For those of you who can’t walk into a room without putting hot sauce or Sriracha on something, this New York chef underwent a big change in his diet. One of his go-to snacks is an egg white salad with Sriracha. I think he used greek yogurt instead of mayo as well.

Also, I take the hassle out of cooking eggs with an egg cooker. I’m sure the gourmands out there are rolling their eyes but I’ve been using it for years and I get perfectly cooked eggs every time. It’ll do poached, soft-cooked and hard-cooked so what’s not to like?

Edamame

via Flickr: joyosity

via Flickr: joyosity

I have a hard time incorporating legumes into my diet and I’m sure I’m not alone. The hummus helps but I’m not big on lentils. In addition to all the benefits of soy, edamame is packed with protein and fiber and is the perfect vehicle for a variety of flavors. A little bit of minced garlic and some soy sauce will do it for me. Eating them out of the pod will pace your consumption but you can bypass the step by buying them de-podded and it’ll make it easier to add to a salad.

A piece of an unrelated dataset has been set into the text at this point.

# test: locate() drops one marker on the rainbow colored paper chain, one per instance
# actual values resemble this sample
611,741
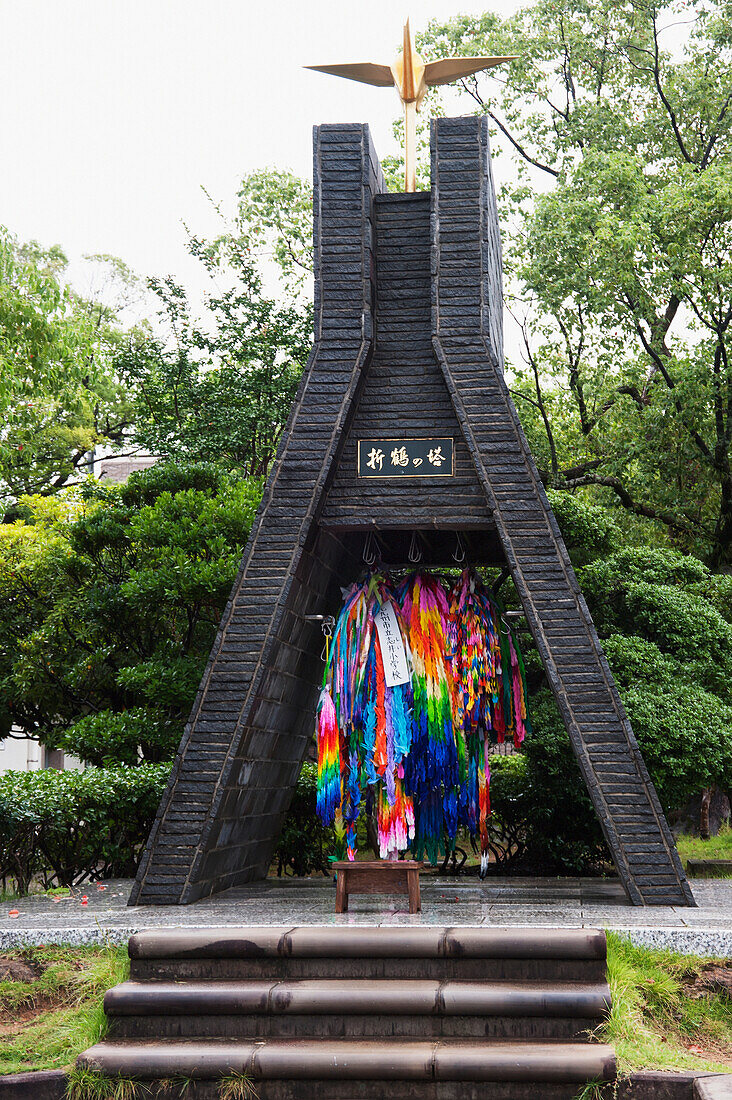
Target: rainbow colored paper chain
418,751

Chicken: bringing back the dark meat

chicken_breast_strips

via Flickr: foodthinkers

Here’s another food I’m accepting of in its entirety. Sure, the white meat has protein but it doesn’t have flavor and it doesn’t have a lot of nutrients. The nutritional differences between white meat and dark meat are negligible: the USDA (not that they are always right but I’m guessing they’re close on this one) has said that 100 grams of white meat contain about .59 grams of saturated fat and about 114 calories. The same amount of dark meat contains about 1 gram of saturated fat and 119 calories. Yes, that’s double the fat but are you eating a whole chicken? We’re talking about snacks here so unless you’re having a Food Beast moment, you should be snacking and having no more than about a cup’s worth of meat. Plus, dark meat is in the same family as egg yolks when it comes to vitamins and minerals: not as good for you as its lighter counterpart but probably worth the nutritional value.

So having pre-cooked chicken on hand means a little preparation. Here’s my advice: embrace store-bought rotisserie chicken. If you’re a Costco customer, the pre-cooked chickens are actually cheaper than buying a raw bird. All you have to do is bring home, try your best not to eat all that delicious skin, and cut up the chicken into manageable pieces. And if you’re like me and already have hummus and Tzatziki sauce in your fridge, you have a dipping sauce ready to go.

Lastly, there is one arguably healthy snack I have not included and that is trail mix. I love this stuff too much to enjoy it in moderation so I’ve had to stop buying it. Unless I’m going hiking or need a pre-workout food, this has to stay off my list. It is much too dense in calories to be healthy on a regular basis. That being said, all of the foods on this list are savory and Lord Almighty do I have a sweet tooth. Compromise? Get the dried fruit on its own, whether it’s raisins or cranberries or cherries.

Happy snacking!

Disclaimer: I am not a doctor. I am not a nutritionist. I’m not even a chef. This is just a list of foods that work for me and some suggestions to those who are tired of celery sticks. If you’re looking for diet or health tips, please consult a physician.